This is a theory applicable to agrarian societies and it seems to be pretty well fit into real historical data. The core idea is somewhat Malthusian, connecting growth population to development cycles of society. In short most of conditions depend on ratio of available natural resources to population. The cycle goes through several stages:
1. Expansion – population is small and there is enough arable land to feed it well. It results in population and society growth until it hit some natural o human barrier – borders of powerful neighbor, or geographical limits like oceans.
2. Stagnation starts when the limit achieved and there is no place to expand. Long period of stability with slowly declined quality of life follows for a while.
3. This stagnation period ends by decline usually not expected and quite dramatic often connected to epidemics of contagious disease, or invasion, or some other cataclysm that dramatically decrease population and changes structure of society to some new form in which the cycle starts from the beginning.
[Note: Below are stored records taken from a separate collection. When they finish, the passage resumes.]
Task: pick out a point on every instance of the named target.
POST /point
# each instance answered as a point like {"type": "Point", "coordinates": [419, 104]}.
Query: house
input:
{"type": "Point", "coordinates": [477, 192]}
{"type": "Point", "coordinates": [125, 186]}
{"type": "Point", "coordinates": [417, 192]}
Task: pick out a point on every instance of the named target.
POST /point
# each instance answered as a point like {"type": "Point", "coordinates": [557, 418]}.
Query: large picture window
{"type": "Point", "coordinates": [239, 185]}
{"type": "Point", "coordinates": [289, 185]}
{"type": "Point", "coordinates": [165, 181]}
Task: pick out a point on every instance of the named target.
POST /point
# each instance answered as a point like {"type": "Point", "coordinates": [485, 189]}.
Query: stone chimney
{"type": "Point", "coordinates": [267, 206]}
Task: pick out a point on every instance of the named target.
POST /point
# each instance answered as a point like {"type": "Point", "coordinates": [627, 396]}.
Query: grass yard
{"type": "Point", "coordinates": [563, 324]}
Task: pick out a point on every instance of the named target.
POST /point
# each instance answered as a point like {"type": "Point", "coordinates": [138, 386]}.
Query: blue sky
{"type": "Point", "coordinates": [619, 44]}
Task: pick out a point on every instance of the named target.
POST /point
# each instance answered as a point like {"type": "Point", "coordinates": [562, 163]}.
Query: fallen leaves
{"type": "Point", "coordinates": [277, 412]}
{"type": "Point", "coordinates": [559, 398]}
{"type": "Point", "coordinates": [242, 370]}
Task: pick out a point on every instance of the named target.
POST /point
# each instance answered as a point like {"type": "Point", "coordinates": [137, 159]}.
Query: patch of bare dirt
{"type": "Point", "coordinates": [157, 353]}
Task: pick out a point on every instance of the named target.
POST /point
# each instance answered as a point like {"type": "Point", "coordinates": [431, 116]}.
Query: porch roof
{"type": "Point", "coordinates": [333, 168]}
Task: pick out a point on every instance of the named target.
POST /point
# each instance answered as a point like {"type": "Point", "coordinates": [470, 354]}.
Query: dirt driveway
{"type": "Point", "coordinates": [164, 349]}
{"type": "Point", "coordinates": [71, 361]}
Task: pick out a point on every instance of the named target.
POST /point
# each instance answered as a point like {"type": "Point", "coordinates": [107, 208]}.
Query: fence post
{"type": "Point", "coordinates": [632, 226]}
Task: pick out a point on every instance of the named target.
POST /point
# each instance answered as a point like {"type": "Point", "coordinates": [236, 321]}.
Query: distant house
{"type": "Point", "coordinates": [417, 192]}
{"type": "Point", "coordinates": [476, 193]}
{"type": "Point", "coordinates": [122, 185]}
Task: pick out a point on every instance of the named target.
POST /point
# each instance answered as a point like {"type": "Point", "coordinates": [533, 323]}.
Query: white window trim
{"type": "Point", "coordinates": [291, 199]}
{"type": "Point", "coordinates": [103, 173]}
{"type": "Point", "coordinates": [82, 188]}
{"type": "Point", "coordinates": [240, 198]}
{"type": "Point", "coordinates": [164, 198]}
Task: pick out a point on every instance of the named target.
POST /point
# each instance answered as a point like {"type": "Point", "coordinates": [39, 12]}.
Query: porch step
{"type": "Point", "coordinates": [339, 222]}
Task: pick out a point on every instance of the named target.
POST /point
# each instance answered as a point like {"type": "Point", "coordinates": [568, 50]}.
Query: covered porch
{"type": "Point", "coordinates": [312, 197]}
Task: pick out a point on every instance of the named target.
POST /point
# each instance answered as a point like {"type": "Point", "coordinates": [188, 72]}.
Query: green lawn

The book reviews in details 8 such cycles:
2 for England – Plantagenet cycle (1150-1485) and Tudor-Stuart (1485- 1730)
2 for France – Capetian Cycle (1150-1450) and Valois (1450-1660)
2 for Rome – Republican Cycle (350-30 BCE) and Principate (30 BCE – 285 CE)
2 for Russian – Muscovy Cycle (1460-1620) and Romanovs (1620-1922)
All cycles last between 200 and 350 years and include stages of Expansion, Stagflation, Crisis and Disintegration.
Very interesting is discussion for each cycle of elite’s structure and behavior. It looks like one of necessary condition of disintegration in addition to unsustainable level of population is break down of elite into warring parties of approximately equal strength so nobody can achieve decisive victory until society disintegration is completed and it is ready for the new cycle.
I guess it looks like we are now at similar point, though our society is not agrarian and our elite seems to be not that keen on killing each other, it is rather fight on paper and in the voting booth. However I think outcome of the fight will be a new cycle of reformed society, only this time without population decrease.
We stumbled over here by a different web page and thought I
might check things out. I like what I see so now i’m following you.
Look forward to looking at your web page again.
I read this piece of writing fully concerning the difference of most up-to-date and previous technologies, it’s amazing article.